Grand Palais (19 mars – 13 juillet 2014)

moi-auguste-empereurFils adoptif de César, vainqueur d’Antoine et de Cléopâtre, Auguste (63 av. J.-C. – 14 ap. J.-C.) est l’un des rares personnages de l’histoire à avoir laissé son nom à un siècle. Le bimillénaire de sa mort a donné l’occasion au musée du Louvre et au Grand Palais de s’associer pour présenter près de 350 objets de la période augustéenne. En arpentant les vastes volumes du Grand Palais, le visiteur peut apprécier des pièces monumentales, des statues plus grandes que nature, en bénéficiant d’une disposition scénographique qui facilite l’accès aux œuvres.

L’exposition est organisée en sept sections, sur deux étages. Nous nous attacherons particulièrement  à l’action géographique d’Auguste.

 
 

Auguste urbaniste

« J’ai trouvé une ville de brique, j’ai laissé une ville de marbre. »

Grâce à une intense activité d’aménagement urbain, Auguste établit un programme monumental à Rome, en s’appuyant sur une réorganisation de l’administration de la ville en 14 regiones.

L’ancien forum étant devenu trop petit, Jules César avait acheté des terrains privés à prix d’or pour les transformer en espace public.

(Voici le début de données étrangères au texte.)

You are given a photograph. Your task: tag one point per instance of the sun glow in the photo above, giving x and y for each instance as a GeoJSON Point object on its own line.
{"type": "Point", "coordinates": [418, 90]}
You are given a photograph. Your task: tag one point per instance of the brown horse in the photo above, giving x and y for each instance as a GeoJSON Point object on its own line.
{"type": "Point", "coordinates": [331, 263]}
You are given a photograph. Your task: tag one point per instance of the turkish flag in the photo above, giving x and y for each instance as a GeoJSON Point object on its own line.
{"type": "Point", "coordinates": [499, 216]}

Son successeur, Auguste, construit un autre forum, toujours sur des terrains privés, et compose un programme statuaire monumental, qui évoque les grands noms de l’histoire de Rome. Il bâtit aussi des édifices destinés au peuple, comme le théâtre de Marcellus. L’exposition rappelle que sous la République, les théâtres accueillaient des fêtes religieuses et étaient en bois et non en maçonnerie, pour éviter qu’ils ne perdent leur caractère sacré. Pompée avait construit le premier théâtre en pierre. C’est ce matériau désormais utilisé qui a permis la conservation des édifices.

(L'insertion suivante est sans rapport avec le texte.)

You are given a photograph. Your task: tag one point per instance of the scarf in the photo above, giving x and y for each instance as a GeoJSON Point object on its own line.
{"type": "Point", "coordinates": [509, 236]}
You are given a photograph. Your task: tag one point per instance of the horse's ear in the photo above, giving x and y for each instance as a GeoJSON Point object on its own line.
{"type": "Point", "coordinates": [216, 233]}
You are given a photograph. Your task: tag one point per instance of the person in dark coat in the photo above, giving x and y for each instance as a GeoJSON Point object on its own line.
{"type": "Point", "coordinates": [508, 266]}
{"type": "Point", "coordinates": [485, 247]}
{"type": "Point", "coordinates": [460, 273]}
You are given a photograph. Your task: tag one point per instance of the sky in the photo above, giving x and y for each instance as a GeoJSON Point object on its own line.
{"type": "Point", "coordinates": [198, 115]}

Les fouilles de la maison de Livie (troisième femme d’Auguste) sur le Palatin sont décidées par Napoléon III, comme un écho d’un empereur à l’autre par-delà les millénaires. Les peintures exposées avaient été relevées par Joseph-Fortuné-Séraphin Layraud, en 1869.

Auguste a accordé une attention particulière à la Gaule : il a créé la Gaule narbonnaise (le terme est de lui), renforçant l’œuvre colonisatrice en fondant à son tour Béziers, Orange, Fréjus, dotées du droit romain. Au terme de son règne, il autorise tous les citoyens romains de cette province à se porter candidats aux magistratures de Rome et à entrer au Sénat en cas d’élection. Il a laissé des constructions encore très bien conservées aujourd’hui, la Maison carrée à Nîmes, le pont du Gard et le temple de Livie et d’Auguste à Vienne. L’exemple de Nîmes est le plus frappant : lieux de pouvoir, pouvoir des lieux, la parure monumentale de cette ville est l’une des plus précoces et des plus riches de l’Occident romain et montre la force du culte impérial. Ce culte est présent aussi dans les campagnes : Auguste reprend le culte des Lares compitales aux carrefours en y associant sa propre image.

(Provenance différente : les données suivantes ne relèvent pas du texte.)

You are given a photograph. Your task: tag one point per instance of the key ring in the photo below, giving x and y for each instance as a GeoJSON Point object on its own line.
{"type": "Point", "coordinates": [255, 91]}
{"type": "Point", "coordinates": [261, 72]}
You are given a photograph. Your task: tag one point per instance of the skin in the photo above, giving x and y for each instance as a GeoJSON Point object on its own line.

Auguste et la pax romana : la circulation des biens et des marchandises

« J’ai construit, j’ai reconstruit, j’ai commencé, j’ai achevé. »

L’exposition insiste à la fois sur la diffusion des grandes œuvres et sur celle des biens de la vie quotidienne. Les modèles des œuvres circulent dans l’empire, sans doute sous forme de moulages. Sous la République, les généraux conquérants avaient apporté des œuvres grecques à Rome. Sous Auguste, ce sont les artistes grecs eux-mêmes qui viennent s’installer à Rome et produisent des œuvres inspirées des chefs-d’œuvre de l’art grec. L’unité de l’empire est assurée par une politique culturelle, un style artistique. Avec des villes nouvelles et leurs monuments, Auguste promeut un type de décor de l’Espagne à l’Asie mineure.

Une très grande pyxide (boîte) en verre translucide destinée à un usage domestique indique que le verre n’est plus un produit de luxe, mais sert à la consommation courante. On assiste aussi aux débuts du verre soufflé, avec de petits flaconnages, des balsamaires de petite taille vivement colorés. Le verre soufflé va prendre une place de plus en plus grande aux côtés de la céramique. Les biens produits dans l’empire circulent selon des circuits commerciaux garantis par la pax romana.

La céramique sigillée apparaît au milieu du premier siècle avant J.-C. En vernis rouge brillant et décor en relief, c’est une production de masse diffusée dans tout l’empire, ce qui entraîne la création d’ateliers de production locaux en Gaule ou en Afrique. On en fait des cratères (vases servant à mélanger le vin et l’eau).
Des petites coupes en argent doré découvertes dans une tombe princière au Danemark, et ornées de scènes mythologiques tirées de l’Iliade et de l’Odyssée, témoignent de la circulation des objets et des textes au-delà des frontières de l’empire, sans doute dans le cadre d’échanges diplomatiques avec les princes locaux. Les héros mythologiques y sont remplacés par les personnages importants du moment, dont l’empereur.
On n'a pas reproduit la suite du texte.